Department of Cardiac Surgery and Transplantology, National Medical Institute of the Ministry of Interior and Administration, Warszawa, Poland.
Cardio-Thoracic Surgery Department, Heart and Vascular Center, Maastricht University Medical Centre, Maastricht, Netherlands.
Kardiol Pol. 2023;81(10):990-997. doi: 10.33963/KP.a2023.0137. Epub 2023 Jun 27.
While tackling moderate tricuspid regurgitation (TR) simultaneously with left-side heart surgery is recommended by the guidelines, the procedure is still seldom performed, especially in the minimally invasive setting. Atrial fibrillation (AF) is a known marker of both mortality and TR progression after mitral valve surgery.
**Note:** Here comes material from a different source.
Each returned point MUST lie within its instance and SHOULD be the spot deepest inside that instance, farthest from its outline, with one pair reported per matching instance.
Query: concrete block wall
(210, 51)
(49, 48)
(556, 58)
This study aimed to investigatev the safety of performing tricuspid intervention and minimally invasive mitral valve surgery (MIMVS) in patients with preoperative AF.
We retrospectively analyzed data from the Polish National Registry of Cardiac Surgery Procedures collected between 2006 and 2021. We included all patients who underwent MIMVS (mini-thoracotomy, totally thoracoscopic, or robotic surgery) and had presented with moderate tricuspid regurgitation and AF preoperatively. The primary endpoint was death from any cause at 30 days and at the longest available follow-up after MIMVS with tricuspid intervention vs. MIMVS alone. We used propensity score (PS) matching to account for baseline differences between groups.
We identified 1545 patients with AF undergoing MIMVS, 54.7% were men aged 66.7 (mean [standard deviation, SD], 9.2) years. Of those, 733 (47.4%) underwent concomitant tricuspid valve intervention. At 13 years of follow-up, the addition of tricuspid intervention was associated with 33% higher mortality as compared to MIMVS alone (hazard ratio [HR], 1.33; 95% confidence interval [CI], 1.05-1.69; P = 0.02). PS matching resulted in identifying 565 well-balanced pairs. Concomitant tricuspid intervention did not influence long-term follow-up (HR, 1.01; 95 CI, 0.74-1.38; P = 0.94).
After adjusting for baseline confounders, the addition of tricuspid intervention for moderate tricuspid regurgitation to MIMVS did not increase perioperative mortality nor influence long-term survival.
尽管指南建议同时处理中度三尖瓣反流(TR)和左侧心脏手术,但该手术仍很少进行,尤其是在微创环境中。心房颤动(AF)是二尖瓣手术后死亡率和 TR 进展的已知标志物。
本研究旨在调查在术前存在 AF 的患者中进行三尖瓣介入和微创二尖瓣手术(MIMVS)的安全性。
我们回顾性分析了 2006 年至 2021 年期间波兰国家心脏手术程序注册中心收集的数据。我们纳入了所有接受 MIMVS(小开胸术、全胸腔镜或机器人手术)并术前存在中度三尖瓣反流和 AF 的患者。主要终点是 MIMVS 联合三尖瓣介入与 MIMVS 单独治疗后 30 天和最长可用随访期间的任何原因死亡。我们使用倾向评分(PS)匹配来解释组间的基线差异。
我们确定了 1545 例 AF 患者接受 MIMVS,其中 54.7%为男性,年龄 66.7(平均值[标准差,SD],9.2)岁。其中 733 例(47.4%)接受了同期三尖瓣瓣膜介入治疗。在 13 年的随访中,与 MIMVS 单独治疗相比,同期行三尖瓣介入治疗的死亡率增加了 33%(风险比[HR],1.33;95%置信区间[CI],1.05-1.69;P = 0.02)。PS 匹配后确定了 565 对匹配良好的患者。同期三尖瓣介入治疗并不影响长期随访(HR,1.01;95%CI,0.74-1.38;P = 0.94)。
在调整了基线混杂因素后,MIMVS 联合中度三尖瓣反流的三尖瓣介入治疗并未增加围手术期死亡率,也未影响长期生存率。